An immediate challenge will be to prepare for continuing protests. To demonise and dismiss these protests would be a big mistake. Of course, a hard core of protesters against global capitalism will attach themselves to the anti-fees campaign. But their presence cannot disguise the revulsion for electoral politics felt by many students, and young people generally.

For the moment, and rightly, this revulsion is focused on the Liberal Democrats. But the whole country will suffer if this revulsion turns into disenchantment with our political system. If universities handle these difficulties sensitively, it could be decisive in drawing students back into the democratic mainstream. If not...

The next big decision universities will face is the setting of their fees. The Higher Education Policy Institute predicts that £9,000 will become the standard, just as the £3,000 maximum was charged by nearly all the English universities after Labour introduced variable fees for the 2006-07 academic year. Hepi is probably right, although some universities will go in for ingenious discounting through complicated offers and alluring bursaries.

The reasons that universities will charge the maximum are simple. First, they will need the money; £6,000 is simply not enough to plug the gap created by the cuts in Higher Education Funding Council for England funding. Second, when students take into account the other costs of higher education (living expenses and income forgone), the difference between £6,000 and £9,000 is too small to "nudge" their behaviour decisively - especially when they do not have to pay the fees upfront.

Ministers cling to the hope that most universities will charge £6,000, and £9,000 will be the exception.

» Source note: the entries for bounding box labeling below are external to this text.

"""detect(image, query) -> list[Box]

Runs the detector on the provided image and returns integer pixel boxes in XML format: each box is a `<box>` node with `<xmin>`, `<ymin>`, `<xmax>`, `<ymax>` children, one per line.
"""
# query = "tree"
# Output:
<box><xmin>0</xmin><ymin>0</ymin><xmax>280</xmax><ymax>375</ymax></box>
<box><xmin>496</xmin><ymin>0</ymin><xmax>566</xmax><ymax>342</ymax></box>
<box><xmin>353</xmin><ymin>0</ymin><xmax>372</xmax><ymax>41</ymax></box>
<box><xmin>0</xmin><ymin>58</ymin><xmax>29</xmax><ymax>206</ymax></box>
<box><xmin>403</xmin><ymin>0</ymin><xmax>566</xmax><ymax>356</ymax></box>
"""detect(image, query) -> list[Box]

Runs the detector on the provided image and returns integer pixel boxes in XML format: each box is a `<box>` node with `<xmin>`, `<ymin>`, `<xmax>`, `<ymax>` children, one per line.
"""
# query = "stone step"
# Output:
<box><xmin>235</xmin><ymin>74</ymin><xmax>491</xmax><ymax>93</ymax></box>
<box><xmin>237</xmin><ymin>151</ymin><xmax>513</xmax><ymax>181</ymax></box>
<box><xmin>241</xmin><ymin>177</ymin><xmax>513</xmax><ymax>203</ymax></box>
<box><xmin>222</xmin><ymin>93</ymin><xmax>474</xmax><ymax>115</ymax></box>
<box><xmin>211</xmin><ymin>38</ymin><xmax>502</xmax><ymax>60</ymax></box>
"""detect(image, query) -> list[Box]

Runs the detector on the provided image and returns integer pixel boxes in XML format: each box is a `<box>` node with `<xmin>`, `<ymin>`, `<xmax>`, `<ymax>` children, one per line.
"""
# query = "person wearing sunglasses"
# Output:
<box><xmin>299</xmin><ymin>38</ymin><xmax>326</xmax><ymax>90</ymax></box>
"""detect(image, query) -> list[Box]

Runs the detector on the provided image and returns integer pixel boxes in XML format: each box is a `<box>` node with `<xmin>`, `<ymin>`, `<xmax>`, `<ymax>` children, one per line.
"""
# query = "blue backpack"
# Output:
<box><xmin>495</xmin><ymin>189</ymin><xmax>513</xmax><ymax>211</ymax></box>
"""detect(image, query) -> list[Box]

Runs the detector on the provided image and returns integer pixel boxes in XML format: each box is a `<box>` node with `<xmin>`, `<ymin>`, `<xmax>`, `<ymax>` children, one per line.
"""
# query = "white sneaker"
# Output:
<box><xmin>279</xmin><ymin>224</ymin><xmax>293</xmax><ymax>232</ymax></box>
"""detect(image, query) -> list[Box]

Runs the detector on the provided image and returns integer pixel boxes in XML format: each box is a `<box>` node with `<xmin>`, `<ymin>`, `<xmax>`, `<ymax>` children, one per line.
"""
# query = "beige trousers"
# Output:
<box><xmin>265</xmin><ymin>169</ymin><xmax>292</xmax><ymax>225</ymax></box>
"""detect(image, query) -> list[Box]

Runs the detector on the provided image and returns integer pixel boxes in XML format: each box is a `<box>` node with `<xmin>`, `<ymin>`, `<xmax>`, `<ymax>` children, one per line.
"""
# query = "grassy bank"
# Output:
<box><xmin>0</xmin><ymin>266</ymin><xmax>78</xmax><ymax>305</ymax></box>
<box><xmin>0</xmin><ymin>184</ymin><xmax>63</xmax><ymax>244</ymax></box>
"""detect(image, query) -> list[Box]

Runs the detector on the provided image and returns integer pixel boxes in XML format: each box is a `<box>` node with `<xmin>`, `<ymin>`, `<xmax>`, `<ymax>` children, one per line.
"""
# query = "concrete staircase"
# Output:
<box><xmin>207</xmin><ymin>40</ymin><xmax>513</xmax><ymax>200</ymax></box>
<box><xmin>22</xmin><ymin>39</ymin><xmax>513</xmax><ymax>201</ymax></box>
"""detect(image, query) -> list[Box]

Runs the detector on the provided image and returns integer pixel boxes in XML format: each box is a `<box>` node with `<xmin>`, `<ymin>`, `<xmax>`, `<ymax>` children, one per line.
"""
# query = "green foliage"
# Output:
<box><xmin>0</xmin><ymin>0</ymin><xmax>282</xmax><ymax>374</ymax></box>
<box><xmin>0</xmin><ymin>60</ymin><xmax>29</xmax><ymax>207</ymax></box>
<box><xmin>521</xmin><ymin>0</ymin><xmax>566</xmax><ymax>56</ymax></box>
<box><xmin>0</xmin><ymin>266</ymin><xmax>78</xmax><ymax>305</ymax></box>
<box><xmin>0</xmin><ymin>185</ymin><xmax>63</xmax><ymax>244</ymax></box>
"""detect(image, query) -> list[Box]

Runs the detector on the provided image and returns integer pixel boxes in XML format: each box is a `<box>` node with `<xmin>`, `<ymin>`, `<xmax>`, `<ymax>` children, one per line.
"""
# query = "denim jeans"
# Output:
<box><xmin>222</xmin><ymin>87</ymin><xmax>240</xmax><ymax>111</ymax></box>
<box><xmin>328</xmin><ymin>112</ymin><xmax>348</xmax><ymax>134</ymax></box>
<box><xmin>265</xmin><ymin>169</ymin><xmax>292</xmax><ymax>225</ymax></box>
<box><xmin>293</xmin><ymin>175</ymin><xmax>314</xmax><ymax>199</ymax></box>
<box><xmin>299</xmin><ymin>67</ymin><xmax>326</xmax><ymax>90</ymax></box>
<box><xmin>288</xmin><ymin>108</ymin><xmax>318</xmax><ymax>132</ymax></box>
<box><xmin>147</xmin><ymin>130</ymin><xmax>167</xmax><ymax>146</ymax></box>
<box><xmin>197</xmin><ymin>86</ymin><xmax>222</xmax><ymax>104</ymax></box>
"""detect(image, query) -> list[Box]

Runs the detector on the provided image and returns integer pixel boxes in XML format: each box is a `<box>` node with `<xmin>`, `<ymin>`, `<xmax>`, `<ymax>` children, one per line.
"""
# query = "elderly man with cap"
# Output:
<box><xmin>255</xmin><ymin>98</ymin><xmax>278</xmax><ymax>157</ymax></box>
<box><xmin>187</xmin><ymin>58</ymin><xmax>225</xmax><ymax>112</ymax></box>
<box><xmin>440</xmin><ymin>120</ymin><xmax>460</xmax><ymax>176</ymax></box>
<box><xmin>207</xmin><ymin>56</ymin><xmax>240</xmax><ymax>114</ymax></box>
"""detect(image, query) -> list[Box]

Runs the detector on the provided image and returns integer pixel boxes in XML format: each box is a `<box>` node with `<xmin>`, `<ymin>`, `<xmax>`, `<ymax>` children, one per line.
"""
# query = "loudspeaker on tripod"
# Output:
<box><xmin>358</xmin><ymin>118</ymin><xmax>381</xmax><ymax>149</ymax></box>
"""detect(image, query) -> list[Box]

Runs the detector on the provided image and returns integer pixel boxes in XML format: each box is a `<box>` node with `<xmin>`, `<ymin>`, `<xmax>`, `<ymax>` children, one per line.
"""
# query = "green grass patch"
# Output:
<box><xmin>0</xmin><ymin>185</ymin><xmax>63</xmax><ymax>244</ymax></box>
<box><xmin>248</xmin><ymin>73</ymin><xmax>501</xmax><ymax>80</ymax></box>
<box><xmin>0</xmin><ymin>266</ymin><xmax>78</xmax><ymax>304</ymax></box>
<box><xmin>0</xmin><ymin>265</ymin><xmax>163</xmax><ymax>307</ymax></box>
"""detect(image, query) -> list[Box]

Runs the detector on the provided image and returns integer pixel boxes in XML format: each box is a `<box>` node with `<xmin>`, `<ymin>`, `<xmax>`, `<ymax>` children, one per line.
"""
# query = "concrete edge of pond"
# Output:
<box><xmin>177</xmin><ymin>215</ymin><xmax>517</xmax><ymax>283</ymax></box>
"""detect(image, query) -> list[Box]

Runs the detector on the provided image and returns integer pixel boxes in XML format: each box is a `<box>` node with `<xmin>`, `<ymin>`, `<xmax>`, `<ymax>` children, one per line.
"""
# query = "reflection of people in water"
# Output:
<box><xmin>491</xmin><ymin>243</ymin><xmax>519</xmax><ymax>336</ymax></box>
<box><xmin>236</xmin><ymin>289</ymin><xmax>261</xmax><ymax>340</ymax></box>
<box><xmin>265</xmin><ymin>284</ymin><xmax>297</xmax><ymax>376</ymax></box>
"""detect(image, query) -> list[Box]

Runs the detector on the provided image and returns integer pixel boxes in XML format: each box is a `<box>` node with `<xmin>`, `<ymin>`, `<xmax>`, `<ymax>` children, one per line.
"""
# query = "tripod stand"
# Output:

Universities and science minister David Willetts is relying on undercutting competition from further education colleges, ignoring the fact that much higher education in colleges is franchised by universities who control fee levels and that almost none of it is at undergraduate level. Business secretary Vince Cable talks of competition from private providers, again ignoring their canny business instincts to pick soft targets (such as law and accountancy) and probably to prefer partnerships with "public" universities over cut-throat competition.

No, market forces are not going to do ministers' work for them. If the government wants to restrict the £9,000 fee to a few "top" universities, it will have to take powers to do so.

The "supply side", therefore, is fairly clear. Effectively there will be a cartel charging £9,000 with limited competition on the fringes. Although competition law is strict when it comes to market-rigging, it would be surprising if universities remained entirely ignorant of each other's plans - but by osmosis rather than collusion.

But the "demand side" is much less certain. No one really knows how potential students will react to higher fees, although the prominence of school and college students in the protests demonstrates that a raw nerve has been touched. The fact that student fees have become the coalition government's "poll tax moment" has also ratcheted up the pressure - and the uncertainty.

The Treasury is probably relying on an overall decline in student numbers (maybe 10 or 15 per cent) to contain the potentially higher "public" cost of "privatised" higher education. This probably explains the relaxed approach to controlling overall numbers. But even if these calculations were wrong, the extra cost of the student loans book will be paid for by cutting the Hefce grant still further.

My guess is that if there is a dip in student numbers, it will be brief. In a high-skills economy and a mature democracy, the pressures to participate in higher education are too strong. But who knows? England has just embarked on a radical experiment by moving decisively towards a market system of higher education - a far more radical experiment than embarked on by any other advanced society (including the US). Scotland and Wales, wisely, have opted out. It is a leap in the dark.